Cahul County was a county of the Kingdom of Romania between 1925 and 1938 and between 1941 and 1944, in the historical region of Bessarabia, the successor of Cahul County.

The county was located in the eastern part of Greater Romania, in the southwestern part of Bessarabia. Cahul County was bordered by the counties of Cetatea Albă and Tighina to the east, Lăpușna to the north, Fălciu, Tutova and Covurlui to the west, and Ismail to the south.

Its territory underwent changes in the north, where one third of Plasa Cantemir was for some time part of Fălciu County, and in the south, where the communes of Brînza, Colibași, Văleni, and Vulcănești were left in Cahul County, while the communes of Valea-Stejarului, Grecenii-Burlăcenilor, and Bulgărica were part of Ismail County. Plasa Dragoş-Voda, headquartered at Albota was renamed Plasa Mihai Viteazu.

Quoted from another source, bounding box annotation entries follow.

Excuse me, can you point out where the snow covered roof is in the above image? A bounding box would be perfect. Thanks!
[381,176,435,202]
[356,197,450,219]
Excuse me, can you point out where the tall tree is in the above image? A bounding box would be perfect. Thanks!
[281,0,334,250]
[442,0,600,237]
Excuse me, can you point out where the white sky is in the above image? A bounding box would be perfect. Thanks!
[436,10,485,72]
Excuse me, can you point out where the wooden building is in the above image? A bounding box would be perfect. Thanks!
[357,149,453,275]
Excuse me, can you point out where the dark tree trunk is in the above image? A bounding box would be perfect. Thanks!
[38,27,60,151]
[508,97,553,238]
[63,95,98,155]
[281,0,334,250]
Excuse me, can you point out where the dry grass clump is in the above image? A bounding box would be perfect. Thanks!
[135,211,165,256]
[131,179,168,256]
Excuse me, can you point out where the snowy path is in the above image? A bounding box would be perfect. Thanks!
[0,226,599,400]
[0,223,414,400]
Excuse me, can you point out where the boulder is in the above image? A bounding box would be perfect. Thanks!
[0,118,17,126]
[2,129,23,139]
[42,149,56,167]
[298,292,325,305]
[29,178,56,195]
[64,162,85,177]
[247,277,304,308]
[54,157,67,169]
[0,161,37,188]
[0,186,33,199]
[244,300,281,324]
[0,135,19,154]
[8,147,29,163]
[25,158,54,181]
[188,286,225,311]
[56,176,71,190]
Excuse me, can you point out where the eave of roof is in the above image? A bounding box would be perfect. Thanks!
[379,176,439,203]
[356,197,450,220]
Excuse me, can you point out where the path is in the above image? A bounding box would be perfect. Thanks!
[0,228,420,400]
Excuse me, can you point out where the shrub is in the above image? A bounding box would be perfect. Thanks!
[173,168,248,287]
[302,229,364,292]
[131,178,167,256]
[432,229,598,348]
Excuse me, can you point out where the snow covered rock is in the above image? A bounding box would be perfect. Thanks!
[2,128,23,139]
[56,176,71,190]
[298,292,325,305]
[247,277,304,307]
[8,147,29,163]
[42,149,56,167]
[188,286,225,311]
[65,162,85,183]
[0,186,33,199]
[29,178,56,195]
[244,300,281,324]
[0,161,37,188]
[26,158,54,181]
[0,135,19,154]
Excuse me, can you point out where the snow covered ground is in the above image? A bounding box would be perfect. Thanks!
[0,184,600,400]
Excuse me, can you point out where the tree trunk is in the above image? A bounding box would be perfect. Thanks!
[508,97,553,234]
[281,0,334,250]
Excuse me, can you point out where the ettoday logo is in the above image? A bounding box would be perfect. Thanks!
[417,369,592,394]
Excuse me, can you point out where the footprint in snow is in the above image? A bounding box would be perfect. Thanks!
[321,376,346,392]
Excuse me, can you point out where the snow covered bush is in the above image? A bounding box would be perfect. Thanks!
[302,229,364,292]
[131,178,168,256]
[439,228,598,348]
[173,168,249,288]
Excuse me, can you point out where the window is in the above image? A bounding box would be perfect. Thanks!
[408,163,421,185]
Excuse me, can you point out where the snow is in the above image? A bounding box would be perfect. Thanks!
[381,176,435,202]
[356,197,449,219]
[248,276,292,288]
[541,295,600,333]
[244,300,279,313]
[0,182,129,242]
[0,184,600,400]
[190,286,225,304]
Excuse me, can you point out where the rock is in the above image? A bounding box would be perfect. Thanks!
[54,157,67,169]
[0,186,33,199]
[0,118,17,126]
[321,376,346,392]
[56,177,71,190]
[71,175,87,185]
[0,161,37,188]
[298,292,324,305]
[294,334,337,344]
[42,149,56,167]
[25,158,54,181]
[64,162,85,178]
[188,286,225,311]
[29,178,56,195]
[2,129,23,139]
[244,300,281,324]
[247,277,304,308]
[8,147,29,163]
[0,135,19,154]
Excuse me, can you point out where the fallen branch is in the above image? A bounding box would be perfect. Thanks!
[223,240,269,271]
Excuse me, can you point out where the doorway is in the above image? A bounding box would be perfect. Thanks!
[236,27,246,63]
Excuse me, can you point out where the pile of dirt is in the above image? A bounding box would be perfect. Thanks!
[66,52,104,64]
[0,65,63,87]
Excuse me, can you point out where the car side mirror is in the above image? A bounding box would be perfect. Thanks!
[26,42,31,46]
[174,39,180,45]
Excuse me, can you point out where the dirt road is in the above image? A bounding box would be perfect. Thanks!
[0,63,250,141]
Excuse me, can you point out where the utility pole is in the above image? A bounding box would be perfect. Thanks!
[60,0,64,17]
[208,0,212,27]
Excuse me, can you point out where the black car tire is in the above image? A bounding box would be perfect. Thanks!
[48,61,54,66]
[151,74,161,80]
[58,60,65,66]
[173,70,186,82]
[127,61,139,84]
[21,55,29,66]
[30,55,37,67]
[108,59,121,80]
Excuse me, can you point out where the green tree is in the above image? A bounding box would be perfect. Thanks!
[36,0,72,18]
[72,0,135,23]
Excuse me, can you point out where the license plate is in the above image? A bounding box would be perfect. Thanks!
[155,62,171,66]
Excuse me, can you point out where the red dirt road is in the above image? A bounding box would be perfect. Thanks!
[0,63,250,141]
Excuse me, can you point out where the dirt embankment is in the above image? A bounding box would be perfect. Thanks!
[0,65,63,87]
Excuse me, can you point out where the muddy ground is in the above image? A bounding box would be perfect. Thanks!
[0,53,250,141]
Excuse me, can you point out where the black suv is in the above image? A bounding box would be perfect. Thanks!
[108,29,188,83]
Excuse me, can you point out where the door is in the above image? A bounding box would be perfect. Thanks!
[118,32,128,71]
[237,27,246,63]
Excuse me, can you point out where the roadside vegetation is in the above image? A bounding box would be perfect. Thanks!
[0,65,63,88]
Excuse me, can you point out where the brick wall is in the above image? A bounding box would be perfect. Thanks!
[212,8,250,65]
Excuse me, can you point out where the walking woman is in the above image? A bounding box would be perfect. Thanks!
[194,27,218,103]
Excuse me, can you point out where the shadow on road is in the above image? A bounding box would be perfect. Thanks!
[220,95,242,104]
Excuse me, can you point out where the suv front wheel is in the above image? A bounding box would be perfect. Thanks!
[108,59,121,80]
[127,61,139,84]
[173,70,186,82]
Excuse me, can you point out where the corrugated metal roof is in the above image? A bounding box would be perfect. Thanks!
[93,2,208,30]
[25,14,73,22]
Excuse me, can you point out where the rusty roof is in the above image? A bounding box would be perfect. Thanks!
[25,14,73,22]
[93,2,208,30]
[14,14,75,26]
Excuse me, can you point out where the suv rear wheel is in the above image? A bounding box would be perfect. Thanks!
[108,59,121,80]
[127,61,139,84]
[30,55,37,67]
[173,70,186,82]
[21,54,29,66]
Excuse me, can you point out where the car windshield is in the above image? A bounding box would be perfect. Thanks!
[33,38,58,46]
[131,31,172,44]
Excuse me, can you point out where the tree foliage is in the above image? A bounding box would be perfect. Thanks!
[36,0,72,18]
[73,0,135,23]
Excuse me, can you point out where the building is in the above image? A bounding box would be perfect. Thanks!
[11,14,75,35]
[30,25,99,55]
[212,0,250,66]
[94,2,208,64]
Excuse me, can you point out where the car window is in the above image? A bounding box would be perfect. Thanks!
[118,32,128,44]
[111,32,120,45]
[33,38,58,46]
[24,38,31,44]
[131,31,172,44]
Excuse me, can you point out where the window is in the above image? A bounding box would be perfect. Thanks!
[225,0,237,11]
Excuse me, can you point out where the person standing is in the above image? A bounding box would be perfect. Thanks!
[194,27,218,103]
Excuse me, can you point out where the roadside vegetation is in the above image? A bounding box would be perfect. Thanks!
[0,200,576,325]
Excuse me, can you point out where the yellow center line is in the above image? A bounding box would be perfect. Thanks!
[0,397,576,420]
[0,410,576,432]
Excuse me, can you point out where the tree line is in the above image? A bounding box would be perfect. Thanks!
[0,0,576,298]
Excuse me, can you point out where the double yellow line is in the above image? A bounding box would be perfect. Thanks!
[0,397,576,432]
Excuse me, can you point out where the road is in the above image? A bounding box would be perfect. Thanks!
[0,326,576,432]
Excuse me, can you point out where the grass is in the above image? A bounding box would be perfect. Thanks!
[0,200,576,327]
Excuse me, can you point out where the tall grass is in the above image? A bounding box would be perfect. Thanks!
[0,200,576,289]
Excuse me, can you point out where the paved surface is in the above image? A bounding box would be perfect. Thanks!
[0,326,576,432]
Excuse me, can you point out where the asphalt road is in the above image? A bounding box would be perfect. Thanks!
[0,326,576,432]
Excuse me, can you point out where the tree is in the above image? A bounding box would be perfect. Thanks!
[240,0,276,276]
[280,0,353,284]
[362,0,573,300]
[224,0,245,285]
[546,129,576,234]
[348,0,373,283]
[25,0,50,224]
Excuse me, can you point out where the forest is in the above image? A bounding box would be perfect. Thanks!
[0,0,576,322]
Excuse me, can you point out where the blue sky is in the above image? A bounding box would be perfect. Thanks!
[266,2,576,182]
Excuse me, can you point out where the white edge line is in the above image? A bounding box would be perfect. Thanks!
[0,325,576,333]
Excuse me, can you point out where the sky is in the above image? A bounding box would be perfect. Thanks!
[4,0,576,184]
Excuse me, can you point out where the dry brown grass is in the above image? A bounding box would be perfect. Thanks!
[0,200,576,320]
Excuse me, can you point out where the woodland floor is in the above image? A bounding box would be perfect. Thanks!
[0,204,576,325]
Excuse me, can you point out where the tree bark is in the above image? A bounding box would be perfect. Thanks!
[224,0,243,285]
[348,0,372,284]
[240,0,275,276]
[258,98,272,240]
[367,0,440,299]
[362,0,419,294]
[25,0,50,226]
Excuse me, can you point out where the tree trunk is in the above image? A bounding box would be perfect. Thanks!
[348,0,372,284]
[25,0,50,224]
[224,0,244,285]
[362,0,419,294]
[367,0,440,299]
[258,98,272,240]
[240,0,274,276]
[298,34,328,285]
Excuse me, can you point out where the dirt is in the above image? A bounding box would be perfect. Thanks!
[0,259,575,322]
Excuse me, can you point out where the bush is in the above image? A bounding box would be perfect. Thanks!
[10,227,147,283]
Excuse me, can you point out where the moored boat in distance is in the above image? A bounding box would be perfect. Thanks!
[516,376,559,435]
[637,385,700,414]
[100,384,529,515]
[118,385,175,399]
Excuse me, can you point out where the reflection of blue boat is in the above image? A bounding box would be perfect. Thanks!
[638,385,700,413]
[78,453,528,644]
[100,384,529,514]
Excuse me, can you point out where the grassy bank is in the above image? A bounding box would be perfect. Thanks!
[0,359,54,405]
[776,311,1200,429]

Its territory is currently part of the Republic of Moldova (corresponding roughly to the districts Cahul, Cantemir, Leova, Taraclia and the Vulcănești district (dolay) from Gagauzia), except for the villages of Kubei and Bulgaritsa which are part of Ukraine.

==Administrative organization==
The county was administratively divided into five districts (plăși):

1. Plasa Cantemir, headquartered at Leova
2. Plasa Ioan Voevod, headquartered at Cahul
3. Plasa Ștefan cel Mare, headquartered at Baimaclia
4. Plasa Traian, headquartered at Taraclia
5. Plasa Mihai Viteazul, headquartered at Albota

==History==
At the end of the Crimean War, by the Treaty of Paris (1856), Southern Bessarabia was returned by the Russian Empire to Moldavia. Southern Bessarabia was administratively organized into 3 counties: Cahul, Bolgrad and Ismail, and it was part of Moldavia and, after 1859, part of the United Principalities of Moldavia and Wallachia (called Romania after 1866) until 1878, when by the Treaty of Berlin (1878) all three counties were ceded back to the Russian Empire in exchange for Northern Dobruja.

With the Union of Bessarabia with Romania in 1918, Cahul County returned to Romania, being formally re-established in 1925.

After the 1938 Administrative and Constitutional Reform, this county merged with the counties of Brăila, Covurlui, Fălciu, Ismail, Putna, Râmnicu Sărat, Tecuci, Tulcea and Tutova to form Ținutul Dunării.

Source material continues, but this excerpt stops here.